Open it, says the governor. That's hardly a surprise in Alaska, where no politician runs for statewide office in opposition to oil exploration and development on the coastal plain of the Arctic National Wildlife Refuge. Again, she'll have to reconcile her view with that of presidential candidate John McCain, whose will to drill reaches offshore but not yet as far as ANWR.


Gov. Palin grants that predator control is controversial -- especially shooting wolves from the air. But her administration has supported the predator control program she inherited from Gov. Frank Murkowski -- one of few Murkowski initiatives she hasn't overturned. That program permits private pilots and gunners to shoot wolves from the air and keep the pelts for their trouble. Voters turned down an August initiative to curtail the program.


The governor's restoration of the state Division of Habitat to the Department of Fish and Game from the Department of Natural Resources was a popular move with habitat biologists, lawmakers and environmentalists. She reversed a Murkowski administration change designed to give habitat protection less weight in resource development decisions.


"Drill, baby, drill" is not a coherent energy policy, even for those who favor increased U.S. oil and gas production. Vice presidential candidate Palin has played up the drill bit. Gov. Palin took a more balanced approach. Early on, she proposed a $200 million renewable energy fund to jump-start projects that might tap Alaska's alternative energy promise -- wind, geothermal, hydro, tidal. In 2008 the Legislature approved a five-year, $250 million renewable energy fund for the same purpose.

So where does Sarah Palin stand on environmental issues?

Environmental groups have found much to criticize, little to like. But a more fundamental criticism is this -- we don't know exactly what Sarah Palin's environmental philosophy is. Former Gov. Jay Hammond made his clear: When in doubt, err on the side of conservation. So, for that matter, did Gov. Frank Murkowski: full speed ahead with resource development.

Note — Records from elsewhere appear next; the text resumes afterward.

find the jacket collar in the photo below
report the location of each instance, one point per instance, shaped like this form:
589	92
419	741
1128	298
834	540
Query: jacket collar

But Sarah Palin seems to be undecided about Pebble and about global warming. She's taken a firm stand on the polar bear decision -- but with a shaky attitude about both science and her pledge of transparency in government. She's proven she's got the gumption to stand up to powerful interests, so presumably would do so if she held an environmental principle was at stake. But what are those environmental principles?

Her environmental thinking -- beyond the Alaska platitude of "responsible development" -- is a mystery.

BOTTOM LINE: Sarah Palin is somewhere between resource raider and greenie backpacker -- but where, exactly, and why, it's hard to tell.